Although a simple principle, following the flow of life can be extremely difficult.
I'm sure you have heard it a million times, and still found it difficult to do. Me telling you isn't going to make it any easier, either.
Nonetheless, it's still one of the few principles in self-discovery that actually works, so when someone tells you to “follow the flow”, it makes sense listening to it.
It helps, though, to understand why this specific piece of advice is so hard to turn into reality.
To do that, let's look at the philosophy most connected to the principle of flow.
I am referring to Taoism, the ancient Chinese philosophy allegedly formulated by Lao-Tzu in 500 B.C. in the book, Tao Te Ching.
It's based on the concept of Tao, which is a cosmic force that flows through all things and binds them together, even when separated.
According to Taoism, the key to life is to always go with the natural flow of this cosmic force, since it's how life manifests itself.
Going against it will only lead to suffering, which again will lead to disillusion and destruction.
In other words, life will give you friction unless you go with the natural flow of life, called Tao, and ultimately unite with it.
Yin and Yang
The question is, how do you do it?
How do you find the way (Tao means way), and why is it so difficult without experiencing friction?
To help us understand that, Taoism gives us the concept of Yin and Yang – the dualities of life.
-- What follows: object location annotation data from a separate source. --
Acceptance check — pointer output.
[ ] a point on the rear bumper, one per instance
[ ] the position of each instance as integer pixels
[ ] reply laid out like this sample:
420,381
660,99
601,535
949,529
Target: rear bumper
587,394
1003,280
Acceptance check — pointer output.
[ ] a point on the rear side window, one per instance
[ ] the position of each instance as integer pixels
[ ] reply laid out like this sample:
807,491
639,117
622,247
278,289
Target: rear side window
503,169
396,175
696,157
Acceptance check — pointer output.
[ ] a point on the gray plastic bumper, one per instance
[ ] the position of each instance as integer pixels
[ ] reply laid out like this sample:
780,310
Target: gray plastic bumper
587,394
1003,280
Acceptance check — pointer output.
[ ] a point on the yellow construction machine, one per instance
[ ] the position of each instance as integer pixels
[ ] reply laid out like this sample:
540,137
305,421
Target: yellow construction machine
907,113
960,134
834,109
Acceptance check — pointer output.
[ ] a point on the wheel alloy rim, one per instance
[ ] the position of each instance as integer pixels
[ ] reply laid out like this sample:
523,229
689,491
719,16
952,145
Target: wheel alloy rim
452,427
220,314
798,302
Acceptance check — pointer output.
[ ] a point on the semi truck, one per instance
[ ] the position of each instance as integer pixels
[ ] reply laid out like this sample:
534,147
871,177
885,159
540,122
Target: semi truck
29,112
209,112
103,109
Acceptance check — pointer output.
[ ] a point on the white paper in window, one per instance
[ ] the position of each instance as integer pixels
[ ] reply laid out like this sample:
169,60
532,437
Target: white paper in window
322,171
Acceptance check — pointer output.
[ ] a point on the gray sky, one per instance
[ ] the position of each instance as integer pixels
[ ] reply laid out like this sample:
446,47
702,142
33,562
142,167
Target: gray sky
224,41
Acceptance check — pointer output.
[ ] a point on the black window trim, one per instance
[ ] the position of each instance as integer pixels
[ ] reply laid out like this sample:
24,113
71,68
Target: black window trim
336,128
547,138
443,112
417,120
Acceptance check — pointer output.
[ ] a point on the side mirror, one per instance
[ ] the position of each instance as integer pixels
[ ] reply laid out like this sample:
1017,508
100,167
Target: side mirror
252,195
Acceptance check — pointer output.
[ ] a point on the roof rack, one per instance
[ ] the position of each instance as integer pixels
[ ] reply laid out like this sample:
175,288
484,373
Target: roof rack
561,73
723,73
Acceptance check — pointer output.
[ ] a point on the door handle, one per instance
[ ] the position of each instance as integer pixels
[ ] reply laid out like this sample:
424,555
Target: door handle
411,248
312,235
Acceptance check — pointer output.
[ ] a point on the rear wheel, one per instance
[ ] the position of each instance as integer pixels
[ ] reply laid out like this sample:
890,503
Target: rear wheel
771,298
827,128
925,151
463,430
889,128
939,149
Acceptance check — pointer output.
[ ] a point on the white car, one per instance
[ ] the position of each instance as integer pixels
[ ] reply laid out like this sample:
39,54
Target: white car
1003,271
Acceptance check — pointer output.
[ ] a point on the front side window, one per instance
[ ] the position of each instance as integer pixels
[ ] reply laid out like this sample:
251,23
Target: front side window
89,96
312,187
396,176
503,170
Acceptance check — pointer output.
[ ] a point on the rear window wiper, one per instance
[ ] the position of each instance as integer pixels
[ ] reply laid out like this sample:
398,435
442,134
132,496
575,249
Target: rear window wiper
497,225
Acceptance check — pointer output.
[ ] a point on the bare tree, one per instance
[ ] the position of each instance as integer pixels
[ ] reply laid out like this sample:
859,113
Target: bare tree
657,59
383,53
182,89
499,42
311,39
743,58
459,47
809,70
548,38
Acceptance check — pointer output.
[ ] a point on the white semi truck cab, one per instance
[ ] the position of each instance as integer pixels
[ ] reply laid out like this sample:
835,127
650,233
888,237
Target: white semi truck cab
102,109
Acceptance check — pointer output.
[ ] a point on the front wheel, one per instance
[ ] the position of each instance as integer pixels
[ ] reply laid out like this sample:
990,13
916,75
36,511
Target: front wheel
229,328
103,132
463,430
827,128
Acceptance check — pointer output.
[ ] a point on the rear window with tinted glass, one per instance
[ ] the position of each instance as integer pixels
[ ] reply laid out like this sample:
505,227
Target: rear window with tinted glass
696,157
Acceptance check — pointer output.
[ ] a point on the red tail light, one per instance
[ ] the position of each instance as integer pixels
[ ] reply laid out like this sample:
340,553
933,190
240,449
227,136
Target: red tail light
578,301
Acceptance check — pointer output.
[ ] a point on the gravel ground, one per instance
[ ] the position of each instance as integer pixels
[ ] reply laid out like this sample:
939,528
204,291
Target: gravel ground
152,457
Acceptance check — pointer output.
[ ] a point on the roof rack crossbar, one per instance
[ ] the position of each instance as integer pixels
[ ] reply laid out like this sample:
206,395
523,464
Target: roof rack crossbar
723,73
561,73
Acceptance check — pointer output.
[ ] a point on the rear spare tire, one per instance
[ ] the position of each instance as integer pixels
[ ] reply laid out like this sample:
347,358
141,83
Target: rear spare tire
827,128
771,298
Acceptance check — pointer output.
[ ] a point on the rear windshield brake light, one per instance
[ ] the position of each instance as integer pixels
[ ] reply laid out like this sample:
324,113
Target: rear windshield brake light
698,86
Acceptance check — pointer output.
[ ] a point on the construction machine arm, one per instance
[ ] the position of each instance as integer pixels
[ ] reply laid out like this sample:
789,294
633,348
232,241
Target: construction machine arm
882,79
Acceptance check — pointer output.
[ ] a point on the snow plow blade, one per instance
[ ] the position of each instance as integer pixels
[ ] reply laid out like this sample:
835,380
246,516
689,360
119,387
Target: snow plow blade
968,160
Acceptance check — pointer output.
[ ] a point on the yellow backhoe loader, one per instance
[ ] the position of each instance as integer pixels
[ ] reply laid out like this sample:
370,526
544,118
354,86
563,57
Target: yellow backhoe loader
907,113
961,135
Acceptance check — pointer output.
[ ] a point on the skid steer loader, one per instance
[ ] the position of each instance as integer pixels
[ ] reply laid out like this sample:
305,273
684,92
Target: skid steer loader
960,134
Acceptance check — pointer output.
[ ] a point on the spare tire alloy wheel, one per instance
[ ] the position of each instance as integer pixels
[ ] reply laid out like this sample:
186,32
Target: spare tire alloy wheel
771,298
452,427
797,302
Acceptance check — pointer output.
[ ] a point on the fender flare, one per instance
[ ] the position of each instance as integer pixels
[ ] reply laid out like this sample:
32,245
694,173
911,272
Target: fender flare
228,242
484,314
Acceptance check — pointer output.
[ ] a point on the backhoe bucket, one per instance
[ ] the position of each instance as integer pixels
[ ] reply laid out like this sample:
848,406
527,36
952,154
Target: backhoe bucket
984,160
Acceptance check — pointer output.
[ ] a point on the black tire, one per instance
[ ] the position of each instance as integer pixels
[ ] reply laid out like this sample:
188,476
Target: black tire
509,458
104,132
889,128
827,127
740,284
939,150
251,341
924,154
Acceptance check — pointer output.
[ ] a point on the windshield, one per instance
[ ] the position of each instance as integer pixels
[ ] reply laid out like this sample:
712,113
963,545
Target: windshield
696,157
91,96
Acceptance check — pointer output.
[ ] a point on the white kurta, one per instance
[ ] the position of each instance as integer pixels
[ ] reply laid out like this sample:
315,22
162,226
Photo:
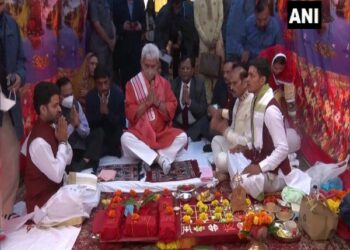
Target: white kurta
239,133
266,181
43,158
136,149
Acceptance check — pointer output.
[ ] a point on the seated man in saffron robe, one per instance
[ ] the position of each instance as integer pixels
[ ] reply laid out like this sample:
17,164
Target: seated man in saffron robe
284,76
48,151
238,132
150,108
270,170
189,90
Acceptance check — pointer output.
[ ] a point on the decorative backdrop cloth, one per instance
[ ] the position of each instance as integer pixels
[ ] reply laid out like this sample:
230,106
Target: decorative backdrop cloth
323,92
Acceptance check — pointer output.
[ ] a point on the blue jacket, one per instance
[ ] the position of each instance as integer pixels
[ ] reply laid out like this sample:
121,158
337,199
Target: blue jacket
15,63
240,10
116,116
254,40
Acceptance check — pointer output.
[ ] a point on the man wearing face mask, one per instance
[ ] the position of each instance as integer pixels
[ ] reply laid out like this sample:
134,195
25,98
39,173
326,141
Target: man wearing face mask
105,111
150,109
260,31
86,146
12,75
48,151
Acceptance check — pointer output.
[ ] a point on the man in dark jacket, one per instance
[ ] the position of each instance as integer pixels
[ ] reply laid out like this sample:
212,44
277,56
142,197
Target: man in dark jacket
105,110
175,23
12,76
86,145
130,22
191,112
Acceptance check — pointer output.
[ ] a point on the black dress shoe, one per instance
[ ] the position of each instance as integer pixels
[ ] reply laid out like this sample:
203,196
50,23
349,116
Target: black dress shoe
207,148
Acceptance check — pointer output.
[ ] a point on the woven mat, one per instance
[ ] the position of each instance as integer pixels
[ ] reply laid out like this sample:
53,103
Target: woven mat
124,172
182,170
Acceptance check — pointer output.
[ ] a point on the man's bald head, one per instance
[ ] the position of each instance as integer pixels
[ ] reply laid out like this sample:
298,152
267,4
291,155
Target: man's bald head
238,81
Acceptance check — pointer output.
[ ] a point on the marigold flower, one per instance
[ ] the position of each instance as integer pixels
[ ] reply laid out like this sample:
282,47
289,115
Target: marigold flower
218,210
189,211
186,219
132,193
217,194
199,204
117,199
135,216
203,216
215,203
166,192
169,210
186,206
118,193
256,220
229,217
203,208
199,222
225,202
146,192
217,216
111,213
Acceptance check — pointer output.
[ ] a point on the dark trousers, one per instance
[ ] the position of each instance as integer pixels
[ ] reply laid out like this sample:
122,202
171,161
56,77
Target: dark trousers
111,141
197,130
93,151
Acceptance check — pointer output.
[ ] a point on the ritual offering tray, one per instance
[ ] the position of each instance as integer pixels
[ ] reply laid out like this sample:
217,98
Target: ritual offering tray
186,188
130,217
205,196
285,214
208,222
287,232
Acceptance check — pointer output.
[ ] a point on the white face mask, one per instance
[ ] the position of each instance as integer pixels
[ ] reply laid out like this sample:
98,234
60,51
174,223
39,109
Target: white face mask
6,103
67,102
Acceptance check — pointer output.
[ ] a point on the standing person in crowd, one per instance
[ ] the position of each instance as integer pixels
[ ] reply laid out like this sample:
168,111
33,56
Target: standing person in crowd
222,95
86,145
270,170
226,4
240,10
12,76
282,80
260,31
150,22
150,109
130,24
191,112
103,34
208,18
105,111
83,80
48,151
238,132
176,33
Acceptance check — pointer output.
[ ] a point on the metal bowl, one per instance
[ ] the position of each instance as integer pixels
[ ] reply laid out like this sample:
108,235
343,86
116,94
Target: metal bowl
186,188
185,197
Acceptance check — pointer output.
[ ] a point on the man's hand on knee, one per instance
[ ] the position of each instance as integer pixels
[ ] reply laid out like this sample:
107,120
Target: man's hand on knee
252,169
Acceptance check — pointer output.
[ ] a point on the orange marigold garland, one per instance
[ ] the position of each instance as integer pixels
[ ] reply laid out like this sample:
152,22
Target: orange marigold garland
135,216
166,192
169,210
133,193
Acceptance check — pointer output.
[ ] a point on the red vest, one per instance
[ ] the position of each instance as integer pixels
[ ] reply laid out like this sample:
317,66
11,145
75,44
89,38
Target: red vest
268,147
39,188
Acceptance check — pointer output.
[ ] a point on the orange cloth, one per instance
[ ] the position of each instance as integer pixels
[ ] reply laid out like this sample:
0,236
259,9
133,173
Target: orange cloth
289,72
158,133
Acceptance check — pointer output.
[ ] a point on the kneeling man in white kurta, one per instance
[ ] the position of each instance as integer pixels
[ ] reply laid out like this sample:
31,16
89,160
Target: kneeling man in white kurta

They are a result of the Tao splitting itself into two opposite parts.
The only way they can come together again is through a constant interplay to create perfect balance, and in doing so, they unite with their source, the Tao.
In Taoism, this is the process we experience as life, so when we have friction in it, it's because we are not balancing the Yin and the Yang properly.
Flow comes from balance
To put in another way, flow arises as a natural consequence of balancing the dualities of life.
Meaning, that if you put your mind to just one end of the spectrum, you will never experience flow.
The opposite of your focus will always present itself as a natural way for you to balance the two.
As an example, it's what happens when you focus entirely on happiness. It's only a matter of time before you start feeling miserable.
Or, transversely, when going deep into your pain, you will start to experience a release of it.
That doesn't mean you should just maintain focus on the negative to achieve the positive.
It's never either-or, but always both. You want your mind to be present in both dualities at the same time in equal proportions.
The key is a constant and dynamic interplay between them with both your mind, energy, and body.
That's how you balance them – and follow the flow.